They orbit every 90 minutes. And you have ten ground stations across the globe. Right.

And the connection time between a satellite and a ground station is about ten minutes. Right.

And so you got minimum windows and they’re always moving. These are walking orbits, right. If it flies over New York at 02:00 p.m.. 03:30, it will be 50 miles east of New York. Right. The walking. And so what we are building is the optimization on how to communicate. And so we could tell our constellation. I want a picture of New York tomorrow at 01:00 p.m.. Major Tom will say you need to send it to this ground station to the satellite at this time and get the data back down to optimize the network, to get your data, your command up there to tell the satellite to do get the data down in the appropriate time and really optimizing the network.

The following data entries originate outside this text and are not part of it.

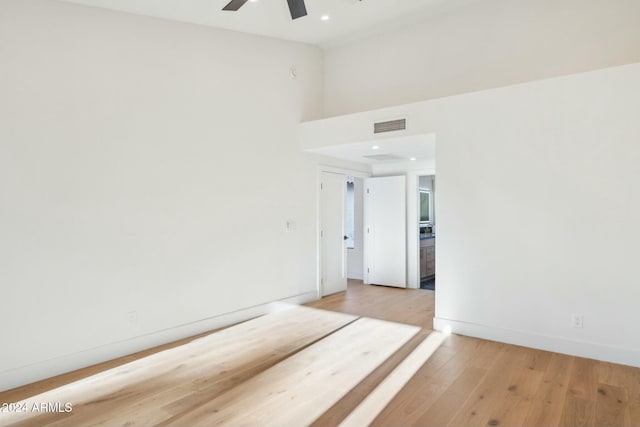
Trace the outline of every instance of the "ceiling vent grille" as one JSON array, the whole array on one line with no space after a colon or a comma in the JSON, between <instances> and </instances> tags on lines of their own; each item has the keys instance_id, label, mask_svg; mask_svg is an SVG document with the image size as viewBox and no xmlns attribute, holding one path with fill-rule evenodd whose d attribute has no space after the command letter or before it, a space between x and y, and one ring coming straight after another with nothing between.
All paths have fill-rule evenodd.
<instances>
[{"instance_id":1,"label":"ceiling vent grille","mask_svg":"<svg viewBox=\"0 0 640 427\"><path fill-rule=\"evenodd\" d=\"M389 120L373 124L373 133L394 132L407 129L407 119Z\"/></svg>"},{"instance_id":2,"label":"ceiling vent grille","mask_svg":"<svg viewBox=\"0 0 640 427\"><path fill-rule=\"evenodd\" d=\"M395 154L371 154L368 156L362 156L365 159L385 161L385 160L404 160L404 157L396 156Z\"/></svg>"}]
</instances>

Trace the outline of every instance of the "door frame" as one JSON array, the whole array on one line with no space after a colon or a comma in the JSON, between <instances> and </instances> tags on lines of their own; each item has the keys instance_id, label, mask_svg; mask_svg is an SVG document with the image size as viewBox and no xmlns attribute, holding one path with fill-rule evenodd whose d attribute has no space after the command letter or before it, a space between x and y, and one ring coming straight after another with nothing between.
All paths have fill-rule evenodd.
<instances>
[{"instance_id":1,"label":"door frame","mask_svg":"<svg viewBox=\"0 0 640 427\"><path fill-rule=\"evenodd\" d=\"M320 230L322 228L322 194L320 192L320 184L322 183L322 173L329 172L338 175L352 176L354 178L370 178L371 173L353 169L344 169L334 166L318 165L316 170L316 298L322 298L322 239L320 238ZM346 181L346 180L345 180Z\"/></svg>"},{"instance_id":2,"label":"door frame","mask_svg":"<svg viewBox=\"0 0 640 427\"><path fill-rule=\"evenodd\" d=\"M407 288L420 288L420 177L437 176L435 169L407 173ZM434 197L435 200L435 197ZM438 204L434 206L437 208ZM436 252L437 252L436 246ZM437 258L437 254L436 254ZM437 274L437 273L436 273Z\"/></svg>"}]
</instances>

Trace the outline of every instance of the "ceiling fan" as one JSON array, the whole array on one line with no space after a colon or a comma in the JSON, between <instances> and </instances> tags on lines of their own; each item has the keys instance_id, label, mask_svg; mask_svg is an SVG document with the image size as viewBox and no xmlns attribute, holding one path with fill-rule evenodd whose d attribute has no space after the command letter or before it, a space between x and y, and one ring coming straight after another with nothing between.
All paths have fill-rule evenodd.
<instances>
[{"instance_id":1,"label":"ceiling fan","mask_svg":"<svg viewBox=\"0 0 640 427\"><path fill-rule=\"evenodd\" d=\"M237 11L248 0L231 0L229 4L222 8L222 10ZM307 8L304 5L304 0L287 0L289 3L289 11L291 12L291 19L298 19L307 15Z\"/></svg>"}]
</instances>

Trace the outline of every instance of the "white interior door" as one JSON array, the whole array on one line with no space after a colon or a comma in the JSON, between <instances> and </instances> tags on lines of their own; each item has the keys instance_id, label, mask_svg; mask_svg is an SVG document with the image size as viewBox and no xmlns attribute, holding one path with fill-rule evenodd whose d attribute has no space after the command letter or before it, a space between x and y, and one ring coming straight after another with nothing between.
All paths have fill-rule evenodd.
<instances>
[{"instance_id":1,"label":"white interior door","mask_svg":"<svg viewBox=\"0 0 640 427\"><path fill-rule=\"evenodd\" d=\"M407 287L404 176L365 180L365 283Z\"/></svg>"},{"instance_id":2,"label":"white interior door","mask_svg":"<svg viewBox=\"0 0 640 427\"><path fill-rule=\"evenodd\" d=\"M320 247L322 296L347 290L345 216L347 177L322 172L320 185Z\"/></svg>"}]
</instances>

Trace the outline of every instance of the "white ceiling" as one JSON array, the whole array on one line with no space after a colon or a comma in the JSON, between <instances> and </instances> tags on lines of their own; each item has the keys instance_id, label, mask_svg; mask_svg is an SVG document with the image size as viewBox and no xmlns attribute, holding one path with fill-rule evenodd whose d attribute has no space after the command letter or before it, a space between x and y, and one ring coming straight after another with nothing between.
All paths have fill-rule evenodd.
<instances>
[{"instance_id":1,"label":"white ceiling","mask_svg":"<svg viewBox=\"0 0 640 427\"><path fill-rule=\"evenodd\" d=\"M425 162L435 159L436 138L434 134L424 134L332 145L307 151L370 165L405 163L412 161L410 160L411 158L414 158L415 160L413 161L415 162ZM399 157L399 159L373 160L365 157L378 154L391 154Z\"/></svg>"},{"instance_id":2,"label":"white ceiling","mask_svg":"<svg viewBox=\"0 0 640 427\"><path fill-rule=\"evenodd\" d=\"M287 0L257 0L223 11L229 0L63 0L137 15L208 25L327 47L371 36L475 0L306 0L292 20ZM322 21L320 17L331 17Z\"/></svg>"}]
</instances>

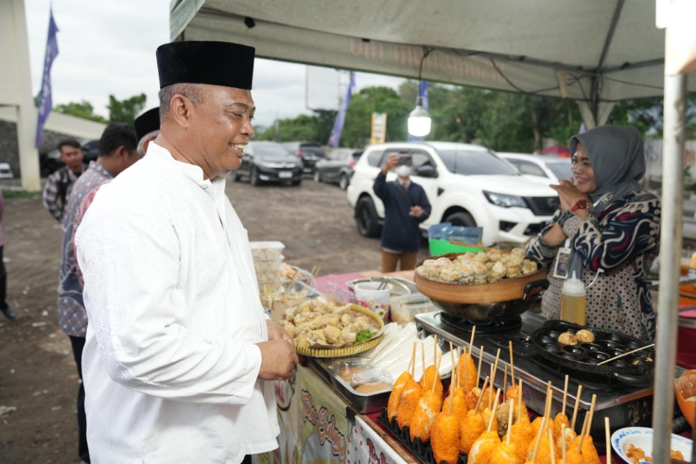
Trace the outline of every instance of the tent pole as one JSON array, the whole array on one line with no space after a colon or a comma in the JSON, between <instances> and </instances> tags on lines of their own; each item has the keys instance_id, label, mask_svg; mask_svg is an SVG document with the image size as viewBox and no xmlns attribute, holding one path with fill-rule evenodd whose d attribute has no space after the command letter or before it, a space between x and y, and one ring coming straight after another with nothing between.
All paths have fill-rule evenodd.
<instances>
[{"instance_id":1,"label":"tent pole","mask_svg":"<svg viewBox=\"0 0 696 464\"><path fill-rule=\"evenodd\" d=\"M660 291L653 395L653 461L670 462L679 324L679 264L683 201L686 77L665 76L660 225Z\"/></svg>"}]
</instances>

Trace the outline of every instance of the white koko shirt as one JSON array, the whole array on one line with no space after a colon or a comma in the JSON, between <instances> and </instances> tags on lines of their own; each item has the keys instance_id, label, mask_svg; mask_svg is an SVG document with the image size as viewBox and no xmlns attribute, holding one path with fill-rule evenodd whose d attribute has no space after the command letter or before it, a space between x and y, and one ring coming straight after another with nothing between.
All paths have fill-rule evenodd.
<instances>
[{"instance_id":1,"label":"white koko shirt","mask_svg":"<svg viewBox=\"0 0 696 464\"><path fill-rule=\"evenodd\" d=\"M104 185L75 243L93 463L239 463L277 447L246 230L224 178L151 143Z\"/></svg>"}]
</instances>

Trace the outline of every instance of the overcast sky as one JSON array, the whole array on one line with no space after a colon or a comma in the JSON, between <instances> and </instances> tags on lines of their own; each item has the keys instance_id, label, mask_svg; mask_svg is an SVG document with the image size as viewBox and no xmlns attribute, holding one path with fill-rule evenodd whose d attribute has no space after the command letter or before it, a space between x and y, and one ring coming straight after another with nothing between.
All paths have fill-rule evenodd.
<instances>
[{"instance_id":1,"label":"overcast sky","mask_svg":"<svg viewBox=\"0 0 696 464\"><path fill-rule=\"evenodd\" d=\"M53 0L58 25L58 54L51 72L54 105L86 100L95 112L109 116L109 95L122 100L144 93L146 109L158 104L159 88L155 51L169 42L169 0ZM50 0L24 0L32 93L41 86ZM277 118L310 114L312 108L335 109L345 93L345 72L258 59L253 97L257 124ZM396 88L402 79L358 73L358 89L372 86Z\"/></svg>"}]
</instances>

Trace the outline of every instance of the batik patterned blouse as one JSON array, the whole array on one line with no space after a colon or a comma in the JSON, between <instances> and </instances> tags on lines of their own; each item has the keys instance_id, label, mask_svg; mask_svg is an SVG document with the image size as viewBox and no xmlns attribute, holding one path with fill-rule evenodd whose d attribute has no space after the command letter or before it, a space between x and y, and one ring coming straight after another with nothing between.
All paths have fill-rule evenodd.
<instances>
[{"instance_id":1,"label":"batik patterned blouse","mask_svg":"<svg viewBox=\"0 0 696 464\"><path fill-rule=\"evenodd\" d=\"M655 338L656 316L646 278L660 244L660 200L652 193L633 191L611 202L601 213L588 203L587 218L560 209L527 246L527 255L548 265L548 289L541 311L548 319L560 317L563 279L553 277L560 247L546 245L541 237L559 224L571 239L583 263L580 278L587 289L585 323L618 330L646 342Z\"/></svg>"}]
</instances>

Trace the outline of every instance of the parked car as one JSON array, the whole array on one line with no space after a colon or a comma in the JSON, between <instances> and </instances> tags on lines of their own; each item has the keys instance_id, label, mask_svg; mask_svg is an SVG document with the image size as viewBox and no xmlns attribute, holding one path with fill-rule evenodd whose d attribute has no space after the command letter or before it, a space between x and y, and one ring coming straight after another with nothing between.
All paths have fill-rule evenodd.
<instances>
[{"instance_id":1,"label":"parked car","mask_svg":"<svg viewBox=\"0 0 696 464\"><path fill-rule=\"evenodd\" d=\"M551 187L521 175L488 148L450 142L395 142L365 149L347 191L361 235L379 234L384 206L372 184L387 157L408 152L413 182L422 186L432 207L420 227L450 222L483 227L484 244L521 243L539 232L558 207ZM388 180L396 175L390 172Z\"/></svg>"},{"instance_id":2,"label":"parked car","mask_svg":"<svg viewBox=\"0 0 696 464\"><path fill-rule=\"evenodd\" d=\"M514 166L520 174L548 177L549 184L557 184L560 179L573 177L570 158L526 153L498 152L498 155Z\"/></svg>"},{"instance_id":3,"label":"parked car","mask_svg":"<svg viewBox=\"0 0 696 464\"><path fill-rule=\"evenodd\" d=\"M285 142L283 146L302 160L304 172L308 174L313 174L317 161L326 156L324 145L315 142Z\"/></svg>"},{"instance_id":4,"label":"parked car","mask_svg":"<svg viewBox=\"0 0 696 464\"><path fill-rule=\"evenodd\" d=\"M15 177L9 163L0 163L0 179L12 179Z\"/></svg>"},{"instance_id":5,"label":"parked car","mask_svg":"<svg viewBox=\"0 0 696 464\"><path fill-rule=\"evenodd\" d=\"M302 161L276 142L249 142L242 166L233 172L235 180L246 177L254 186L286 181L299 185L303 175Z\"/></svg>"},{"instance_id":6,"label":"parked car","mask_svg":"<svg viewBox=\"0 0 696 464\"><path fill-rule=\"evenodd\" d=\"M360 159L363 150L354 148L335 148L326 158L317 161L314 182L338 184L342 190L348 188L353 176L353 168Z\"/></svg>"},{"instance_id":7,"label":"parked car","mask_svg":"<svg viewBox=\"0 0 696 464\"><path fill-rule=\"evenodd\" d=\"M97 161L99 156L99 139L88 138L82 141L82 152L84 154L83 161L89 164L90 161Z\"/></svg>"}]
</instances>

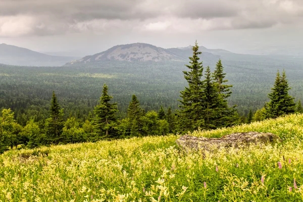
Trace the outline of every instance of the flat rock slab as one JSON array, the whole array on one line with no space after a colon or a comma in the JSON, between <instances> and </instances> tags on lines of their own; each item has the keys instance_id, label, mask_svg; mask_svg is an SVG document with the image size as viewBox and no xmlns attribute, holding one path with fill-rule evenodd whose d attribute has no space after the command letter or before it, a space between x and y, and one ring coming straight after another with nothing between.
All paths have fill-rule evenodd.
<instances>
[{"instance_id":1,"label":"flat rock slab","mask_svg":"<svg viewBox=\"0 0 303 202\"><path fill-rule=\"evenodd\" d=\"M186 149L212 150L222 147L239 147L251 143L273 144L280 141L280 138L272 133L248 132L232 133L219 138L183 135L177 139L176 142L178 145Z\"/></svg>"}]
</instances>

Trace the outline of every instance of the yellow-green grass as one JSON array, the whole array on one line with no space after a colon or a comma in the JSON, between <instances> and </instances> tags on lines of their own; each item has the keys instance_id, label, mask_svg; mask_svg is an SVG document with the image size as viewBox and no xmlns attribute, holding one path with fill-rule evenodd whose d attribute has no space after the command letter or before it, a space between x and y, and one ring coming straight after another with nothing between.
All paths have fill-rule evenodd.
<instances>
[{"instance_id":1,"label":"yellow-green grass","mask_svg":"<svg viewBox=\"0 0 303 202\"><path fill-rule=\"evenodd\" d=\"M10 150L0 157L0 200L303 201L303 115L191 134L248 131L283 142L202 155L171 135Z\"/></svg>"}]
</instances>

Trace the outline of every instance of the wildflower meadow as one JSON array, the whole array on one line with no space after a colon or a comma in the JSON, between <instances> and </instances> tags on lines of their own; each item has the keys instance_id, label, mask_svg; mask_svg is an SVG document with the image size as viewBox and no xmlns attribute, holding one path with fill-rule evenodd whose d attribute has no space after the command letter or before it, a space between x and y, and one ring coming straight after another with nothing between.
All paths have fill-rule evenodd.
<instances>
[{"instance_id":1,"label":"wildflower meadow","mask_svg":"<svg viewBox=\"0 0 303 202\"><path fill-rule=\"evenodd\" d=\"M303 201L303 115L191 135L251 131L282 141L186 153L172 134L10 150L0 156L0 200Z\"/></svg>"}]
</instances>

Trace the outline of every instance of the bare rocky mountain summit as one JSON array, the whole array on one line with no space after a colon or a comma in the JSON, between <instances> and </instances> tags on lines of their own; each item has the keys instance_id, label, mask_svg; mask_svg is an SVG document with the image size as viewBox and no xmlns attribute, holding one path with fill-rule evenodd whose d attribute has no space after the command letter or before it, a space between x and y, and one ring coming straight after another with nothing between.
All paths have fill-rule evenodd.
<instances>
[{"instance_id":1,"label":"bare rocky mountain summit","mask_svg":"<svg viewBox=\"0 0 303 202\"><path fill-rule=\"evenodd\" d=\"M220 147L240 147L250 144L272 144L280 141L277 135L270 133L248 132L236 133L219 138L209 138L183 135L176 141L178 145L186 150L213 150Z\"/></svg>"},{"instance_id":2,"label":"bare rocky mountain summit","mask_svg":"<svg viewBox=\"0 0 303 202\"><path fill-rule=\"evenodd\" d=\"M201 46L203 47L203 46ZM218 56L207 52L204 47L203 57L217 60ZM116 45L106 51L80 60L72 61L66 65L84 65L104 61L185 61L192 54L191 46L184 48L163 48L144 43Z\"/></svg>"}]
</instances>

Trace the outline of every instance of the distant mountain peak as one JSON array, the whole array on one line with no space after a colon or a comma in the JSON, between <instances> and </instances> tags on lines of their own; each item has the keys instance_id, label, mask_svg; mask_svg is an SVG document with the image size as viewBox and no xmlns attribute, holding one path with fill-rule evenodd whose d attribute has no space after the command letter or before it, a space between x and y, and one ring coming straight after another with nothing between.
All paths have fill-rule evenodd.
<instances>
[{"instance_id":1,"label":"distant mountain peak","mask_svg":"<svg viewBox=\"0 0 303 202\"><path fill-rule=\"evenodd\" d=\"M49 56L15 45L0 44L0 63L11 65L61 66L75 57Z\"/></svg>"},{"instance_id":2,"label":"distant mountain peak","mask_svg":"<svg viewBox=\"0 0 303 202\"><path fill-rule=\"evenodd\" d=\"M103 52L86 56L67 64L86 64L102 61L179 61L182 59L167 49L145 43L134 43L115 45Z\"/></svg>"}]
</instances>

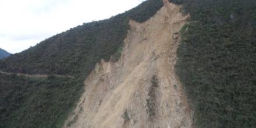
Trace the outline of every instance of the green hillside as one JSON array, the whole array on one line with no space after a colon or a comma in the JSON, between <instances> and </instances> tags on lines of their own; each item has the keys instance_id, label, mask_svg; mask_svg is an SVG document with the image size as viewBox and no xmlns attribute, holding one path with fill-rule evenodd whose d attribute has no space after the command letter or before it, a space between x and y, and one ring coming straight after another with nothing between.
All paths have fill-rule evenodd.
<instances>
[{"instance_id":1,"label":"green hillside","mask_svg":"<svg viewBox=\"0 0 256 128\"><path fill-rule=\"evenodd\" d=\"M8 57L10 55L10 54L9 52L6 52L6 51L0 48L0 59Z\"/></svg>"},{"instance_id":2,"label":"green hillside","mask_svg":"<svg viewBox=\"0 0 256 128\"><path fill-rule=\"evenodd\" d=\"M112 55L118 58L115 52L122 47L129 19L143 22L162 6L162 1L149 0L111 19L84 23L0 61L0 69L27 74L86 75L101 59L108 61Z\"/></svg>"},{"instance_id":3,"label":"green hillside","mask_svg":"<svg viewBox=\"0 0 256 128\"><path fill-rule=\"evenodd\" d=\"M190 16L180 32L176 69L195 112L196 127L255 127L256 1L169 1L182 5L180 11ZM129 19L143 23L162 6L162 0L148 0L0 59L0 70L14 73L0 73L0 127L61 127L95 65L102 59L118 60Z\"/></svg>"},{"instance_id":4,"label":"green hillside","mask_svg":"<svg viewBox=\"0 0 256 128\"><path fill-rule=\"evenodd\" d=\"M177 1L190 15L176 69L197 127L255 127L256 1Z\"/></svg>"},{"instance_id":5,"label":"green hillside","mask_svg":"<svg viewBox=\"0 0 256 128\"><path fill-rule=\"evenodd\" d=\"M95 65L101 59L118 59L129 19L144 22L162 6L162 1L148 0L124 13L84 23L0 60L0 70L49 74L48 79L34 79L0 74L0 127L61 127ZM74 77L56 78L52 74Z\"/></svg>"}]
</instances>

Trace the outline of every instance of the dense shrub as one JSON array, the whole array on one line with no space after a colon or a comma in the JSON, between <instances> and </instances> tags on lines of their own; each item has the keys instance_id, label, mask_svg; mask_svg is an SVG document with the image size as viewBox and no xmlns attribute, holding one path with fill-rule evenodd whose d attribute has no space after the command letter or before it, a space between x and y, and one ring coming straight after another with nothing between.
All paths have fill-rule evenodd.
<instances>
[{"instance_id":1,"label":"dense shrub","mask_svg":"<svg viewBox=\"0 0 256 128\"><path fill-rule=\"evenodd\" d=\"M83 92L77 80L0 73L0 127L61 127Z\"/></svg>"},{"instance_id":2,"label":"dense shrub","mask_svg":"<svg viewBox=\"0 0 256 128\"><path fill-rule=\"evenodd\" d=\"M177 73L197 127L256 126L256 2L183 0Z\"/></svg>"},{"instance_id":3,"label":"dense shrub","mask_svg":"<svg viewBox=\"0 0 256 128\"><path fill-rule=\"evenodd\" d=\"M0 74L0 127L61 127L96 63L109 61L113 55L113 61L118 60L129 20L144 22L162 6L161 0L148 0L124 13L84 23L0 60L2 70L49 74L45 79Z\"/></svg>"}]
</instances>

So we’re moving away from spacecraft being these pets that we love and are part of our family, to cattle, to herds, to big networks. We’re really more network administrators than we are satellite operators. And that’s the way we’re moving the industry to adopt those practices and apply them to the space environment.

Yeah. I tell you, when you get to the numbers, it’s pretty incredible if you think about what’s up there in the different layers of atmosphere. And I saw something that’s funny to me because I recognized this is such a, like, get off my lawn type of old person yelling at the clouds situation. It was like these photographers who are like, it’s really bothering me trying to get night star photography because there’s all these darn satellites floating around, you know, that the Internet that you’re putting your awful angry tweet on is powered by those very little lights that you’re complaining that are crossing your photograph in a time lapse.

Yeah. That’s a really interesting conversation in the industry that we don’t know what to do with yet. Right.

We’re going to launch more satellites. We have to launch more satellites. We have to launch more infrastructure in space, not just satellites but space stations, and we have to build more habitats and we have to move out there. But there’s also some consequences to that, right? Not only with photography and a nice guy, that’s one. But there’s also the risk of collision, these things hitting each other and causing damage. Right. There’s that risk. There’s risk of, I’m a big fan of, I just went blank the, Apple Moon show from on Apple+.

For all mankind.

For all mankind. Yeah. And the militarization of space, right. This is a thing that is not that far away from us. Right. And then we got to get into governments and we got to get into laws and policies and treaties in space that we’re not well equipped to deal with right now in our current geopolitical environment. And so there’s some fascinating things and some really hard decisions that are going to have to be made in the next ten years to really set up our humanity to expand.

Yeah. The policy side of it is wild. And you think of because today we think of geography. We’re so just bound in geography, even just the fact that as a North American, the raw arrogance that everything that most companies do is in English only. And we base it on Eastern time zone. It is just crazy that that’s like the standard of belief as we head into just internationally on the Earth, we’ve got a broad set of audiences that are so underrepresented and under acknowledged. And then we can’t even argue over the height over a skyscraper that is considered owned real estate by that developer.

What happens when you go a lot higher? Does it belong to the country because it’s over North America? Does it belong to the country because it’s over El Salvador? That’s my satellite right now.

Right. It’s really hard that things can be solved. And then you go to the moon or Mars. And how do we break that up? Should we break it up? Should we not break it up, right? Asteroids are the same way in different countries, making different laws and not doing it as a planet as an entire group of people instead of just individually as our own countries. I think it’s really interesting. I really do. And how do we solve these problems and who’s going to take leadership in these problems?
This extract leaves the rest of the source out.